Origins and Definitions

  • Ethics from Sanskrit svádhā → Greek êthos ("habit") → Latin mōrālis ("custom").
  • Descriptive Ethics: empirical study of what is accepted as right or wrong.
  • Normative Ethics: prescribes how one ought to act based on moral standards.

Main Ethical Theories

  • Virtue Ethics: focus on character; cultivate good habits (Heraclitus, Socrates, Confucius).
  • Contractualism: respect agreements across generations (Intergenerational social contract).
  • Deontology: act according to duty, not outcomes (Kant’s Categorical Imperative).
  • Consequentialism: outcomes define morality (maximize happiness for most).

Ethical Frameworks

  • Earth Charter (1987 Brundtland Report): rights and duties towards nature and future generations.
  • Engineering Code of Ethics (Charte ISR): safeguard ecological integrity, promote precaution.
  • Sustainable Development Goals (SDGs): 17 goals, 2030 Agenda.

Transition

History
  • No historical energy transition: accumulation of energy sources.
  • Industrial Revolution: shift to coal; 1780s James Watt steam engine.
  • Petroleum Age: oil wells (1849 Baku, 1859 Titusville), internal combustion engine.
  • Atomic Age: nuclear power after 1945 bombings (Hiroshima, Nagasaki).
Materials
  • New energies add to old ones; no real substitution.
  • Example: wood demand rose with coal mining (support beams).
  • Jevons (rebound) paradox: efficiency increases → total consumption rises.
Concept
  • Derived from nuclear physics (electron transition concept).
  • Hubbert Peak Theory (1956): oil production would peak then decline.
  • Energy transition = wish to maintain growth, not phase out old energy.
  • Neo-Malthusianism: finite resources → population and consumption limits needed.
  • Ecological Overshoot: resource consumption > planet’s regenerative capacity.
  • Techno-solutionism (Cargoism): belief that technology can solve resource issues.
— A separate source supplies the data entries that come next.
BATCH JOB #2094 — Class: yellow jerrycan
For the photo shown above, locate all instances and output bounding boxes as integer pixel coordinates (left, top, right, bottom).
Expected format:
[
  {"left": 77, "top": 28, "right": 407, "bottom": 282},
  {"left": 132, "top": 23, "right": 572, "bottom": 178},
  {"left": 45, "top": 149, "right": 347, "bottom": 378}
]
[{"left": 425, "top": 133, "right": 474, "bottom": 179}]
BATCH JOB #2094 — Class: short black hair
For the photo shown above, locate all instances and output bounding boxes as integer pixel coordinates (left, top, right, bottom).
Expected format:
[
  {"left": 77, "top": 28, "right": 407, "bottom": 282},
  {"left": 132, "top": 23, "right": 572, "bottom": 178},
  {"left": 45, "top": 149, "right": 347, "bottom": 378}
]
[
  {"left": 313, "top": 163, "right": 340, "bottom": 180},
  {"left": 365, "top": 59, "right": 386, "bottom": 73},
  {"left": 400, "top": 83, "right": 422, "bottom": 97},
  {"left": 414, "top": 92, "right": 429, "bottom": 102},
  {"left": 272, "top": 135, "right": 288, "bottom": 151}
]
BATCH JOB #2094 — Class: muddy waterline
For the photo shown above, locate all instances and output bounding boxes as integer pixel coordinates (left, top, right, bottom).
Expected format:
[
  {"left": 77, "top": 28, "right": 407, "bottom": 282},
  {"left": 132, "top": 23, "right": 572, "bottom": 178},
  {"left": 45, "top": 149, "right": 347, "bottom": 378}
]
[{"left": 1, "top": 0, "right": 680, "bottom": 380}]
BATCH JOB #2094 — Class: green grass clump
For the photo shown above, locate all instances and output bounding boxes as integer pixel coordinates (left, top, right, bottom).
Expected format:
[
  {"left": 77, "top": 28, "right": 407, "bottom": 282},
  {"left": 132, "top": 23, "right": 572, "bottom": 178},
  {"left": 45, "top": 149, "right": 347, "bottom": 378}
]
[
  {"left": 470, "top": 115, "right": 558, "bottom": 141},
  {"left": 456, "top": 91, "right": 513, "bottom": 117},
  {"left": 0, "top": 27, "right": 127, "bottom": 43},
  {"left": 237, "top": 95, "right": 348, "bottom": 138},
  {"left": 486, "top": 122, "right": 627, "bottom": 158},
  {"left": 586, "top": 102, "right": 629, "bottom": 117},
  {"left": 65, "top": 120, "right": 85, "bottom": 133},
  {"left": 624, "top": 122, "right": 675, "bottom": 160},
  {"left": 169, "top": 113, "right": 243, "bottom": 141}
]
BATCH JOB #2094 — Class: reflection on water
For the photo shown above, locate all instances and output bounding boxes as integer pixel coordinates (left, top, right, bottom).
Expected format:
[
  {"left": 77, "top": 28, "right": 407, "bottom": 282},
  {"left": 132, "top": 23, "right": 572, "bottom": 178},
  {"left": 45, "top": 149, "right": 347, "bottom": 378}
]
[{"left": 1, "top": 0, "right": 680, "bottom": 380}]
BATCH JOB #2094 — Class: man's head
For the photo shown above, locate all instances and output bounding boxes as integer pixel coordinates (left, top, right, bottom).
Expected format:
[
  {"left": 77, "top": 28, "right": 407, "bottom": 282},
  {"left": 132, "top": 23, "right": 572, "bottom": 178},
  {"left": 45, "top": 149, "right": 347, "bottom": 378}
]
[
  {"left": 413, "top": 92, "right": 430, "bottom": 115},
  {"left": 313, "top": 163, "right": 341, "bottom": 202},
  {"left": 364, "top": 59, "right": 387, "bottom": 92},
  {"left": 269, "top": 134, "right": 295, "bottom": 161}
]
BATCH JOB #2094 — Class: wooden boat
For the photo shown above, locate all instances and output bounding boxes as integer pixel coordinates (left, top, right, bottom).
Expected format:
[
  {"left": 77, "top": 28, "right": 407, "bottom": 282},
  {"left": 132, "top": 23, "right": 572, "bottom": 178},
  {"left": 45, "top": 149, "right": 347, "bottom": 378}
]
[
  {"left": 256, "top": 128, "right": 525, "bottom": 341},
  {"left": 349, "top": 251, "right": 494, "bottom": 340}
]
Thema 1: Production-Consumption in the service of the Transition

A retenir :

  • Material basis of transition = new forms of extraction and production.
  • Massive scaling up of mineral use and energy infrastructures.

Background of Case Study

Industrial Revolutions and Extractivism
  • 1st Industrial Revolution (1760-1840): mechanization, steam power.
  • 2nd (1870-1914): mass production, electricity.
  • 3rd (1947-2015): digital revolution (IT, internet).
  • 4th (2015-present): Industry 4.0, AI, IoT.
Critical Raw Materials (CRMs)
  • No viable substitutes with current technologies.
  • CRM demand driven by clean energy technologies (solar, wind, EVs).
  • Heavy dependency on imports; geopolitical concentration of reserves.


Key figures:

  • Mineral demand for clean energy technologies to quadruple (SDS scenario).
  • Net-zero by 2050 requires 6x more minerals than today.
Seabed Minerals
  • Polymetallic nodules: 1-15 mm growth per million years.
  • Cobalt-rich crusts: found 400m to 5km deep.
  • Polymetallic sulphides: 10,000–40,000 years to form small deposit.
Deep-Sea Mining Impacts
  • 1989 DISCOL experiment: 20% direct and 70-75% indirect seabed destruction.
  • Long-term impact on megabenthos confirmed.

Case study: Loke Marine Minerals

Context:

  • Norwegian company targeting seabed minerals (Clarion-Clipperton Zone, Norway EEZ).

Stakeholders:

  • Loke Marine Minerals.
  • Norwegian Government, Offshore Directorate.
  • International Seabed Authority.
  • NGOs: WWF, Greenpeace, Deep Sea Conservation Coalition.

Ethical conflicts:

  • Deep-sea biodiversity destruction vs securing critical materials.
  • Rights of nature vs economic interests.
  • Short-term supply needs vs intergenerational rights.
  • Lack of precaution: insufficient understanding of deep-sea ecosystems.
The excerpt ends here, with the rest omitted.